Isto é, para as potências imperialistas suas
dívidas (inclusive quando foram originadas
sob o controle de baionetas dos agiotas) não
se pagam, mas as dos países semicoloniais
com eles são uma “questão de honra”.
As consequências para os trabalhadores
e o povo
Para os trabalhadores e o povo grego, este
caráter semicolonial e os sucessivos “planos
de resgate/ajuste” têm consequências terríveis.
Em primeiro lugar, com um aumento brutal do desemprego. Isto já começou no melhor período de integração à UE, onde só no
setor mineiro foram fechados 132.000 postos
de trabalho até 2005. O desemprego no país
era de 2% em 1980, e cresceu a 10% em
2000. A partir dos planos de ajuste iniciados
em 2010, há um salto impressionante deste
índice para 25,6% em abril de 2015 (53,2%
para menores de 25 anos). E a situação só vai
se agravar, já que o acordo recentemente assinado pelo governo do Syriza se compromete a reduzir 150.000 empregos no setor
público.
O poder de compra do salário mínimo
(640 euros) vem diminuindo desde 2009,
com uma queda superior a 30%, o que o leva
a níveis menores que em 1995. As aposentadorias sofreram uma redução real a mais de
30% e seu valor básico (recebido pela maioria dos aposentados) é de 360 euros. Também
se aumentou de 62 para 67 anos a idade mí-
nima para adquirir aposentadoria integral. E
isto também vai piorar com o acordo assinado pelo governo do Syriza que prevê a suspensão dos acordos salariais, a permissão de
realizar pactos salariais por empresa sem intervenção dos sindicatos, a limitação de prazos de vigência máximos dos acordos
salariais, a diminuição e o congelamento dos
salários mínimos, a criação de contratos de
formação abaixo do salário mínimo interprofissional, a extensão do tempo de experiência
para doze meses, a redução do prazo de demissão e do pagamento de indenizações, e a
ampliação do emprego temporário.
Agravando ao extremo as penúrias, o sistema de saúde está em situação de colapso
pela grande redução da despesa da saúde pública.
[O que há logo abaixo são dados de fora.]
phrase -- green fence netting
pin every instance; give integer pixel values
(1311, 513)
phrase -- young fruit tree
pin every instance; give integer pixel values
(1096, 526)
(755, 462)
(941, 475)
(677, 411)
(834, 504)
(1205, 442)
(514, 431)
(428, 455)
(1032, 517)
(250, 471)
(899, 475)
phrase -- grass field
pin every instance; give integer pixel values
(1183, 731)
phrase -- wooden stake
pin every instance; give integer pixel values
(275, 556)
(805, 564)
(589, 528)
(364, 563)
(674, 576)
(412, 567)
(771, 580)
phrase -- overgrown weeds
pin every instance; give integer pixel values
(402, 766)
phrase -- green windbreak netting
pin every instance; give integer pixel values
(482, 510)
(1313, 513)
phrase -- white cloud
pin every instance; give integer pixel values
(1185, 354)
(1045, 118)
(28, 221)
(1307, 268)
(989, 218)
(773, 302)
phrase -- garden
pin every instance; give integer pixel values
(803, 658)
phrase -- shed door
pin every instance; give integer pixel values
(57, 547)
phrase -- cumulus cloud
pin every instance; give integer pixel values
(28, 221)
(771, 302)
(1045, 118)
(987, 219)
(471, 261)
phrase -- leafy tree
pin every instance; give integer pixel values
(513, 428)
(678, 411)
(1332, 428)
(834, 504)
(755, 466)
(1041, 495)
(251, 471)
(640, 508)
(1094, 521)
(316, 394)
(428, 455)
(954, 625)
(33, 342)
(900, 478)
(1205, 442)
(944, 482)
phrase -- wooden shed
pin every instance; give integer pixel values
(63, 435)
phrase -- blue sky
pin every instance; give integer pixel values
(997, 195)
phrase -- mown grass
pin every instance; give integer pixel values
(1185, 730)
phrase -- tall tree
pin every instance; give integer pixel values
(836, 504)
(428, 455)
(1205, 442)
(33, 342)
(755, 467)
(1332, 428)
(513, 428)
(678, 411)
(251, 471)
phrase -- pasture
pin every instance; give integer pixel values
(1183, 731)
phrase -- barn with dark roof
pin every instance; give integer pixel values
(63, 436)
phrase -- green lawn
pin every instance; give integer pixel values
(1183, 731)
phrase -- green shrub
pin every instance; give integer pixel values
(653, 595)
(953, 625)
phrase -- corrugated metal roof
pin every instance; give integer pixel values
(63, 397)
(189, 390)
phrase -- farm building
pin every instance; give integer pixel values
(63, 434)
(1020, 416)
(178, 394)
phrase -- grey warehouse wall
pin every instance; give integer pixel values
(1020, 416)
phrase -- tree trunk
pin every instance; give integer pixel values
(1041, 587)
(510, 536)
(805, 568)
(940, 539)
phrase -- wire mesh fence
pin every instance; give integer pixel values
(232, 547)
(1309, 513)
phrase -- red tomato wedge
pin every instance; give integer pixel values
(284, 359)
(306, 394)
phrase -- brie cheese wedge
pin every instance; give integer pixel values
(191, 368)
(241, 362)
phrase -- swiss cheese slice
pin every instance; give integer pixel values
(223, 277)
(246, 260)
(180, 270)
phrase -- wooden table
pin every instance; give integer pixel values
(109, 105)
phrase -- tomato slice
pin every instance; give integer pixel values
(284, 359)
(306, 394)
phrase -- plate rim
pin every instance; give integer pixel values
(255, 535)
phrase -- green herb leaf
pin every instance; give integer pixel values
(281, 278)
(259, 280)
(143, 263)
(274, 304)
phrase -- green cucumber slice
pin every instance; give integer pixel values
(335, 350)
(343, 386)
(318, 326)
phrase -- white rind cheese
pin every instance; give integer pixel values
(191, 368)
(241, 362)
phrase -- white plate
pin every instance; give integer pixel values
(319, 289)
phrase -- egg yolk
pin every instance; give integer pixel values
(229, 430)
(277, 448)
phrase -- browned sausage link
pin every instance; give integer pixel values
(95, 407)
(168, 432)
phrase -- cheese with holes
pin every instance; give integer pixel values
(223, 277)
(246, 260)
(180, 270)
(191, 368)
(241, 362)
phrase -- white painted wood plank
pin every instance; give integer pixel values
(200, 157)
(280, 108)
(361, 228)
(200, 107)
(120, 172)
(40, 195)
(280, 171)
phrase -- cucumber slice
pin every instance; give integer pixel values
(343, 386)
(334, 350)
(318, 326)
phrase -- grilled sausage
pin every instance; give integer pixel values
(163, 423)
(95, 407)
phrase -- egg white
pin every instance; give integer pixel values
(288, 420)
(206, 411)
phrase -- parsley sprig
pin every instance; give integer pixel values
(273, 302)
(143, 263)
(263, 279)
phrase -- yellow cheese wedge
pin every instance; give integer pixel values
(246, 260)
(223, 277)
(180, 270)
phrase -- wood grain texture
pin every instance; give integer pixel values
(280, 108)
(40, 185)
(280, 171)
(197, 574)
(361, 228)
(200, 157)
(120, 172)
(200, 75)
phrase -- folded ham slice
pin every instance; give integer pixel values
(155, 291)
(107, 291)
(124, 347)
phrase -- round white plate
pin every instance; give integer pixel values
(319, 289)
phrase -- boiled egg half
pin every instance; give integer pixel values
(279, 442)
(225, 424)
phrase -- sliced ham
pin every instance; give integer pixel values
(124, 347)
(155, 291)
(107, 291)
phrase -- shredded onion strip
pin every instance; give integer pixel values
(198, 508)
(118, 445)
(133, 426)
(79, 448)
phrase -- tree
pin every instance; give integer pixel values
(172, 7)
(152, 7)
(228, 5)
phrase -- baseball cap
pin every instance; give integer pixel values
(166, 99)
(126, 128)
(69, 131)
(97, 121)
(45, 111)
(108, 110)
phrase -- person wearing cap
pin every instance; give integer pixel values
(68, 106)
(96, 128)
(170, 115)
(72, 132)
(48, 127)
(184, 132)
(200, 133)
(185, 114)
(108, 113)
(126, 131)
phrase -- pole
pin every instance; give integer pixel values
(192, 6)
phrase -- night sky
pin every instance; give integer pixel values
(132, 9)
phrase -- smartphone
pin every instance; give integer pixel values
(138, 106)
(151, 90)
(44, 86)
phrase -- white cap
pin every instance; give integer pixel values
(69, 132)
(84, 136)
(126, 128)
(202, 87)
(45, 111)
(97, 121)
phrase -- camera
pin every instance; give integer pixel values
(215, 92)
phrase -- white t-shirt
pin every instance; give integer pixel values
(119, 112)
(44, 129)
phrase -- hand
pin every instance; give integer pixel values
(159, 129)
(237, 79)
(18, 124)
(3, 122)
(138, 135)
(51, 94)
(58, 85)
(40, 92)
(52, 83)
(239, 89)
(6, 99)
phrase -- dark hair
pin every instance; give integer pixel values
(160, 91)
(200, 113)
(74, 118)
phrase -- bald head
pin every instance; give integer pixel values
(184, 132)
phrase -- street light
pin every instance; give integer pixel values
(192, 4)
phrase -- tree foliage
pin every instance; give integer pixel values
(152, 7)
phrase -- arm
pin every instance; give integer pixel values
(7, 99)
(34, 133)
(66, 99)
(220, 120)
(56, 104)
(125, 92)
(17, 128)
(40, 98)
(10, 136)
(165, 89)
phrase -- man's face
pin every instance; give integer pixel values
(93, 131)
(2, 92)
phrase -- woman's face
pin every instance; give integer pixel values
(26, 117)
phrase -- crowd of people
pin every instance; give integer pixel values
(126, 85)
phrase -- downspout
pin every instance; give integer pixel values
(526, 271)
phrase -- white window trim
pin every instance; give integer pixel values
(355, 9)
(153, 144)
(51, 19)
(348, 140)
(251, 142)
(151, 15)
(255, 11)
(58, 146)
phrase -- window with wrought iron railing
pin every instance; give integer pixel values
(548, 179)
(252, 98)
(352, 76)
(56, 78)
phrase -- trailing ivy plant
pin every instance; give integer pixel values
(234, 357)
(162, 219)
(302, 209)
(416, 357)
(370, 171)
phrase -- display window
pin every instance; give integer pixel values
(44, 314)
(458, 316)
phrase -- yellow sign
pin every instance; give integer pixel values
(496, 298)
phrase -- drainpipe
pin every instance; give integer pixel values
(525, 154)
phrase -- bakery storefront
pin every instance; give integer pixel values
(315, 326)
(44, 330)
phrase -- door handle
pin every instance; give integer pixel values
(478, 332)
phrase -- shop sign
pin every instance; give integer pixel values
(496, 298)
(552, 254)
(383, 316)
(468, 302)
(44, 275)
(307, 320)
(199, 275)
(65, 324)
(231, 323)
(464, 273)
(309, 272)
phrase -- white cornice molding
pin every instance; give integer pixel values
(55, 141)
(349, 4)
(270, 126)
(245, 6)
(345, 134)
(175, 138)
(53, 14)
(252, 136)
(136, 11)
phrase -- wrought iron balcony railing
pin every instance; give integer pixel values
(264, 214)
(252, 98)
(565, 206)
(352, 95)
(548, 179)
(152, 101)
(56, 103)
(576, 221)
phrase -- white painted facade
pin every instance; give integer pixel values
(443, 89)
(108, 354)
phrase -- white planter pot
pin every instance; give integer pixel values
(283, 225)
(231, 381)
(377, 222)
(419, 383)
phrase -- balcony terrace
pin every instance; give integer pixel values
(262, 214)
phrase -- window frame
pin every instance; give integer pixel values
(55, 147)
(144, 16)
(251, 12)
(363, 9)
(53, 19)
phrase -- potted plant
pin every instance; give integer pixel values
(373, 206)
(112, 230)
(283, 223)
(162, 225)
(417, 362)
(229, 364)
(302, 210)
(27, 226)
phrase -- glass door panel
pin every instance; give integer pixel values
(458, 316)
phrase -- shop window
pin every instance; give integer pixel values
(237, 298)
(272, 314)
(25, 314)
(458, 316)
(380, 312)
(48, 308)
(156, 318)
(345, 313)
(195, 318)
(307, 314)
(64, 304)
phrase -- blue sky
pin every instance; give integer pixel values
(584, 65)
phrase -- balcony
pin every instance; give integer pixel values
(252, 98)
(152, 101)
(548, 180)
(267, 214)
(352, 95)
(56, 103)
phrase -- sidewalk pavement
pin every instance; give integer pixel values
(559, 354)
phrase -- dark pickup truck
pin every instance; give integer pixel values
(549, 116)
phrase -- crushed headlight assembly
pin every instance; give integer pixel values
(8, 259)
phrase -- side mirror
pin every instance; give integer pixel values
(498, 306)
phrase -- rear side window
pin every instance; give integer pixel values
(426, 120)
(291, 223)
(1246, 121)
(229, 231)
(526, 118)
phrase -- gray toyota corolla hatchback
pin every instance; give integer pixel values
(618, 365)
Atualmente, está em curso uma reforma hospitalar que prevê, entre outras coisas,
a restrição de contratação de especialistas e
de pessoal dos serviços de urgências para reduzir “custos elevados e desnecessários”.
Além disso, continuarão reduzindo as despesas para medicamentos. Lembremos que uma
recente medida do governo do Syriza confiscou os fundos de reserva de caixa das dependências públicas (desde os municípios até os
hospitais), o que significa que agora não têm
dinheiro sequer para comprar curativos de
proteção.
A percentagem de população pobre no
país passou de 20,1% em 2009 para 35,8%
em 2012, e estima-se que em 2015 chegará a
quase 40%. Não é casual, então, que se tenham triplicado os casos de depressão e que
o número de suicídios cresceu em 45%.
Quando dizemos que a vida dos trabalhadores e do povo morre dentro do euro não estamos exagerando1.
Como analisamos em outro artigo, para
romper este circuito infernal de decadência e
miséria produzido pelo saque semicolonial é
necessário não pagar a dívida externa e romper com a UE e com a zona do euro.